CMSC 476/676 - Information Retrieval
Homework 2 - work individually
Due: Tuesday, March 10, 2015

The objective of this assignment is to calculate the term weights for the tokens that occur in each document in your collection. To execute your program, it should be sufficient to type:

calcwts input-directory output-directory where the input-directory contains the original files (i.e., the unprocessed files directory) and the output-directory contains all generated output files. The calcwts command may be a lex/C/C++/Java program or a shell script that calls a series of programs written in C/C++/Java/UnixTools and/or lex/Java/C/C++/Perl/Python/Php/etc. It is permissible to create at most one set of temporary files. For example, you may tokenize and count frequencies within documents using Perl or php and output that information to one temporary file per input file.

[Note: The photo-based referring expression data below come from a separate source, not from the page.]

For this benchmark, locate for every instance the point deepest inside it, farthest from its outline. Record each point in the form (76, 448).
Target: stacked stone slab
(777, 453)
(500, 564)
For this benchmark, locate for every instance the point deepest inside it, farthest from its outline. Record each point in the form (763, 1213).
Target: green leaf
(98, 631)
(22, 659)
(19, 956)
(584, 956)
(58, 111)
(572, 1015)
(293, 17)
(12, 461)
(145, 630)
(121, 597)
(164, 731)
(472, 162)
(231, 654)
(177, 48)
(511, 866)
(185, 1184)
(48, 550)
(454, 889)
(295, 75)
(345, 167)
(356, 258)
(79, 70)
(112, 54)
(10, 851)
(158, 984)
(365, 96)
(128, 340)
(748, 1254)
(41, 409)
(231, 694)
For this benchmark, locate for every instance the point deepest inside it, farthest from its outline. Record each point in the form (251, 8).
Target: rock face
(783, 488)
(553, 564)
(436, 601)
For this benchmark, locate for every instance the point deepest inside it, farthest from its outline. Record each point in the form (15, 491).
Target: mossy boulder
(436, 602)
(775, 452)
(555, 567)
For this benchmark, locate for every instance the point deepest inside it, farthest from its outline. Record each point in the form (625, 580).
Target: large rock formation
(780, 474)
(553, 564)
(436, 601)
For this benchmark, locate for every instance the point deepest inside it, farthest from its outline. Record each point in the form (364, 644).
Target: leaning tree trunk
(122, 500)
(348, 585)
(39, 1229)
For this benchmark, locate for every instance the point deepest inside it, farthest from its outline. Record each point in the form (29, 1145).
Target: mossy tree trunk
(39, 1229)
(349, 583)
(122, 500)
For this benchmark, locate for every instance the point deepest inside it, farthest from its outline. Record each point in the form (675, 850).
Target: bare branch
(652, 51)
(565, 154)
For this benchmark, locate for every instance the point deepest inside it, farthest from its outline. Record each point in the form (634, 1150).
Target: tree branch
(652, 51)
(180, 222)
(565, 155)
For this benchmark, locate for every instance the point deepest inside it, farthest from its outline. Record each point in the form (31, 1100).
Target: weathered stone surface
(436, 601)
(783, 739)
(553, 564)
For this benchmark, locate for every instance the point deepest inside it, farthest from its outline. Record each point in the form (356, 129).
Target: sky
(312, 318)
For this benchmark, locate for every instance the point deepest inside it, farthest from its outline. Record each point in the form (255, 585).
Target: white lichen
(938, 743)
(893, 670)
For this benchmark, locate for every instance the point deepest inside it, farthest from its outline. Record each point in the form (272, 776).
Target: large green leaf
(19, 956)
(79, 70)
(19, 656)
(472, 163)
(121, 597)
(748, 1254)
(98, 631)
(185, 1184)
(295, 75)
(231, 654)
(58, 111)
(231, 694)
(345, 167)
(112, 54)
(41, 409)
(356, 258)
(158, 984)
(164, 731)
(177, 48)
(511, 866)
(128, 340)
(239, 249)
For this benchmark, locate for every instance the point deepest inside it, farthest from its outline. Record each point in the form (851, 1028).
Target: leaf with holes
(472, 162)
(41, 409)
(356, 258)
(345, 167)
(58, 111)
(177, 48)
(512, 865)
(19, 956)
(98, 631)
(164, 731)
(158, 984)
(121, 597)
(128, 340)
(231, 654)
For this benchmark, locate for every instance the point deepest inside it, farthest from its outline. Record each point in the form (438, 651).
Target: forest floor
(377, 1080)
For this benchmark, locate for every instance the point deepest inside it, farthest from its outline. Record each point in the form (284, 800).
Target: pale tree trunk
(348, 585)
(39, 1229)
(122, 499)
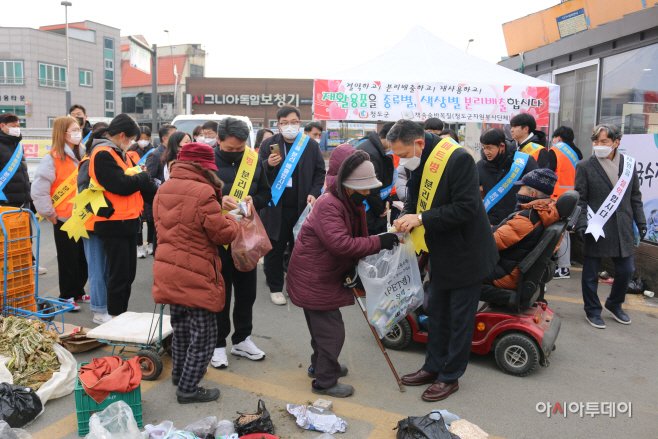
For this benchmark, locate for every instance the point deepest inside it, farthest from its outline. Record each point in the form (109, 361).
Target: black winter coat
(227, 172)
(17, 189)
(310, 178)
(384, 169)
(457, 231)
(492, 172)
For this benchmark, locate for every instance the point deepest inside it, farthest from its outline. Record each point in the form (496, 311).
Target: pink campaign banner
(390, 101)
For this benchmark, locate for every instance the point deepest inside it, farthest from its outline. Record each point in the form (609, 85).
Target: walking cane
(379, 342)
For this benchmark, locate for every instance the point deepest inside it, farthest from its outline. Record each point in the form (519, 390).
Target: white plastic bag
(393, 285)
(300, 221)
(115, 422)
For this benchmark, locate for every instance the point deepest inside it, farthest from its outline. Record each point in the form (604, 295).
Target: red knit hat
(199, 153)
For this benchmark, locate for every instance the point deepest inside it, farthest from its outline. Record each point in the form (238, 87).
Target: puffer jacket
(518, 235)
(190, 225)
(331, 241)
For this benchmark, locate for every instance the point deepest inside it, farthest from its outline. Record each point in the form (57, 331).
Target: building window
(11, 73)
(52, 76)
(196, 71)
(85, 78)
(629, 96)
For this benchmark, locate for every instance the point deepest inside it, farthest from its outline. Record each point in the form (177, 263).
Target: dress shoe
(439, 391)
(418, 378)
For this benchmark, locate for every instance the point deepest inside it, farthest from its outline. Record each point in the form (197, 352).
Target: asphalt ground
(617, 364)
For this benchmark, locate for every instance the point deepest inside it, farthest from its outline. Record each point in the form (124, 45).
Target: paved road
(617, 364)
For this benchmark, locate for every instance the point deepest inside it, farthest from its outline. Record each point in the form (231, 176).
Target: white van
(187, 123)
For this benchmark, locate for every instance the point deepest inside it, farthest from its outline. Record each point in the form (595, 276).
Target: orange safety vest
(63, 170)
(125, 207)
(566, 173)
(532, 149)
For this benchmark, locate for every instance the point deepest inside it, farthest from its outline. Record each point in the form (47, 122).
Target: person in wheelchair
(518, 234)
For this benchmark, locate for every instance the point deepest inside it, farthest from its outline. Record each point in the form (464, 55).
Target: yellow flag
(432, 173)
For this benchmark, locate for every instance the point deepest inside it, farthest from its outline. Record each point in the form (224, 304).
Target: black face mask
(231, 157)
(358, 198)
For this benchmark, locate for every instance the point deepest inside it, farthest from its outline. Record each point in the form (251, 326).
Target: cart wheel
(399, 337)
(151, 364)
(517, 354)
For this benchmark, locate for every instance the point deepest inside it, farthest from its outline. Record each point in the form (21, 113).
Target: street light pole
(68, 58)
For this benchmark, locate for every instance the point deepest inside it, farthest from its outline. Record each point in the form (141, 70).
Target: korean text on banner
(466, 102)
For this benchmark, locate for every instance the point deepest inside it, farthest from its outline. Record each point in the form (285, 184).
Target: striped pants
(195, 335)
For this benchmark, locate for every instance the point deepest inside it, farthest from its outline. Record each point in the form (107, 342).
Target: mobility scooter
(523, 333)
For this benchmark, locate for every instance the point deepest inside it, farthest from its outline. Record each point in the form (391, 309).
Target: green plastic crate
(85, 406)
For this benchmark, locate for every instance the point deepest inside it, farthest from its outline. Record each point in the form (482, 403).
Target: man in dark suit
(596, 182)
(461, 247)
(302, 188)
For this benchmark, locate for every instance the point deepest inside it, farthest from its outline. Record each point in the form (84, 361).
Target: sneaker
(619, 315)
(219, 359)
(595, 321)
(343, 371)
(76, 307)
(248, 349)
(201, 395)
(337, 391)
(562, 273)
(100, 318)
(278, 299)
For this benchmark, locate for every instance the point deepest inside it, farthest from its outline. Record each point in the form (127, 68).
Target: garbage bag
(393, 285)
(251, 243)
(224, 428)
(6, 432)
(115, 422)
(203, 426)
(423, 428)
(300, 221)
(18, 405)
(259, 422)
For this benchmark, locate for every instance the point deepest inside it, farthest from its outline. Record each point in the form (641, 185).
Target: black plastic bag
(423, 428)
(18, 405)
(261, 424)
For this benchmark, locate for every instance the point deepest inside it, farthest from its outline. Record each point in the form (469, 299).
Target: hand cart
(137, 331)
(20, 280)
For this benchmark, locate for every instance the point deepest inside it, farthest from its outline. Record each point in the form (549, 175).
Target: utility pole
(68, 58)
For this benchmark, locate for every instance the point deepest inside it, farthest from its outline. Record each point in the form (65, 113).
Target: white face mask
(602, 151)
(290, 131)
(75, 137)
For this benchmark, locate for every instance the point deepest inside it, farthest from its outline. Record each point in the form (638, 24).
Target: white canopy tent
(422, 57)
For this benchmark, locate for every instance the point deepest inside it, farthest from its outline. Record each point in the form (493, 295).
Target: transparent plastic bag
(251, 243)
(115, 422)
(301, 220)
(393, 285)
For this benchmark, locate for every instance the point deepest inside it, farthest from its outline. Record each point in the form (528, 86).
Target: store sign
(572, 23)
(251, 100)
(391, 101)
(644, 149)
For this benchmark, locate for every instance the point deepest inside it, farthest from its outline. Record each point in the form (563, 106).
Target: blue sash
(10, 170)
(570, 153)
(143, 159)
(504, 185)
(288, 167)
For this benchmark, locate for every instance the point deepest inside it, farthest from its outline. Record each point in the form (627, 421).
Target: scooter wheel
(399, 337)
(517, 354)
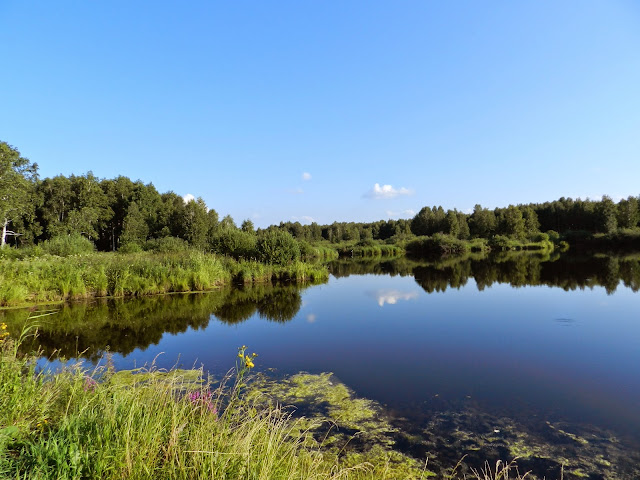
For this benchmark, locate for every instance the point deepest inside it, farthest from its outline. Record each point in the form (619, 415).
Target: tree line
(120, 214)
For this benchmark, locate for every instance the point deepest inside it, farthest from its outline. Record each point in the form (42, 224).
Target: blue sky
(332, 110)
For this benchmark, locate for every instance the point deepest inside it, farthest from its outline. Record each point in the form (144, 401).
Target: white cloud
(379, 192)
(391, 297)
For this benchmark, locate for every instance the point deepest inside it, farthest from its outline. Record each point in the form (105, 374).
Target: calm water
(520, 343)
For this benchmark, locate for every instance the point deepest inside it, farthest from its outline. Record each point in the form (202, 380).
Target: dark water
(527, 345)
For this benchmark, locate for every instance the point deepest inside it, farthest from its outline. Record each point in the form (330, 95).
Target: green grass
(52, 278)
(148, 424)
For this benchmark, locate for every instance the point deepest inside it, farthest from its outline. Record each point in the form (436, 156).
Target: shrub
(277, 247)
(235, 243)
(166, 245)
(66, 245)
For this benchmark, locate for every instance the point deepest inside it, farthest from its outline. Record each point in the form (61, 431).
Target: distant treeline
(119, 213)
(522, 222)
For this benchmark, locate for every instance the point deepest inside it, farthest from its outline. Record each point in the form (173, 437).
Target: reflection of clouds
(392, 296)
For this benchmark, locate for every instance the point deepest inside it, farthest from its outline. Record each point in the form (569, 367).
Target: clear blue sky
(446, 103)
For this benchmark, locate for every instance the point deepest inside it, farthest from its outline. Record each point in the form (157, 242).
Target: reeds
(53, 278)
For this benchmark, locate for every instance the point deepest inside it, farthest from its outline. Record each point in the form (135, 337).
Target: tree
(195, 223)
(606, 215)
(482, 223)
(247, 226)
(17, 181)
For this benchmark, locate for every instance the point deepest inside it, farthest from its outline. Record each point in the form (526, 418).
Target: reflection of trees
(122, 325)
(521, 269)
(343, 268)
(567, 271)
(281, 306)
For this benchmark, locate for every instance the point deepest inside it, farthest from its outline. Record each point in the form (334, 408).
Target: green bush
(130, 248)
(167, 245)
(235, 243)
(67, 245)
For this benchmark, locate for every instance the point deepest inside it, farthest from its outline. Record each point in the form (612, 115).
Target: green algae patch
(352, 432)
(180, 377)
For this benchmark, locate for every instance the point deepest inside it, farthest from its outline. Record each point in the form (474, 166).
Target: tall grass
(148, 424)
(53, 278)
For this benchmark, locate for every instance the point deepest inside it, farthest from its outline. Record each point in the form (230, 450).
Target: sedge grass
(149, 424)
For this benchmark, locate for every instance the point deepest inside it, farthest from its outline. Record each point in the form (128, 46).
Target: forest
(120, 214)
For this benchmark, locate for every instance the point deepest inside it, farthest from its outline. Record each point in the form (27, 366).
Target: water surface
(506, 349)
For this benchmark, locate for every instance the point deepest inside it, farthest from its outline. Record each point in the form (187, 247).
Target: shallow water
(468, 356)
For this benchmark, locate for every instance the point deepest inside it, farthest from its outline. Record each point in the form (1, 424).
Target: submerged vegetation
(179, 424)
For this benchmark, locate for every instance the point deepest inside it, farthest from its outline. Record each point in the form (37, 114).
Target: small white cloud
(391, 297)
(379, 192)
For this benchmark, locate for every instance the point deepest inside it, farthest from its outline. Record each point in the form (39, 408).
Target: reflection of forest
(122, 325)
(518, 269)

Preprocessing You may choose to build on either preprocessor created in your Homework 1. If you are not satisfied with your preprocessors, you may choose to borrow a preprocessor from a classmate (but attribute the source). You must extend the preprocessing as follows: remove stopwords, remove words that occur only once in the entire corpus, and words of length 1. Use this list of stopwords.

Term Weighting You may use any of the tf * idf variants discussed in class and/or the textbook to weight your terms. Be sure to clearly describe the formula you chose to use in your report. You must normalize the term weights by the length of the documents. The easiest normalization is to use freq(wordi in documentj) / totalfreq(all tokens in documentj), but you may choose to do the proper sqrt of sum of squares vector normalization or any other normalization that takes some measure of document length into account.

Output Files The goal is to build one output file per input file. In the output file, there would be one line per token that survives preprocessing. That line would contain the token and the token weight.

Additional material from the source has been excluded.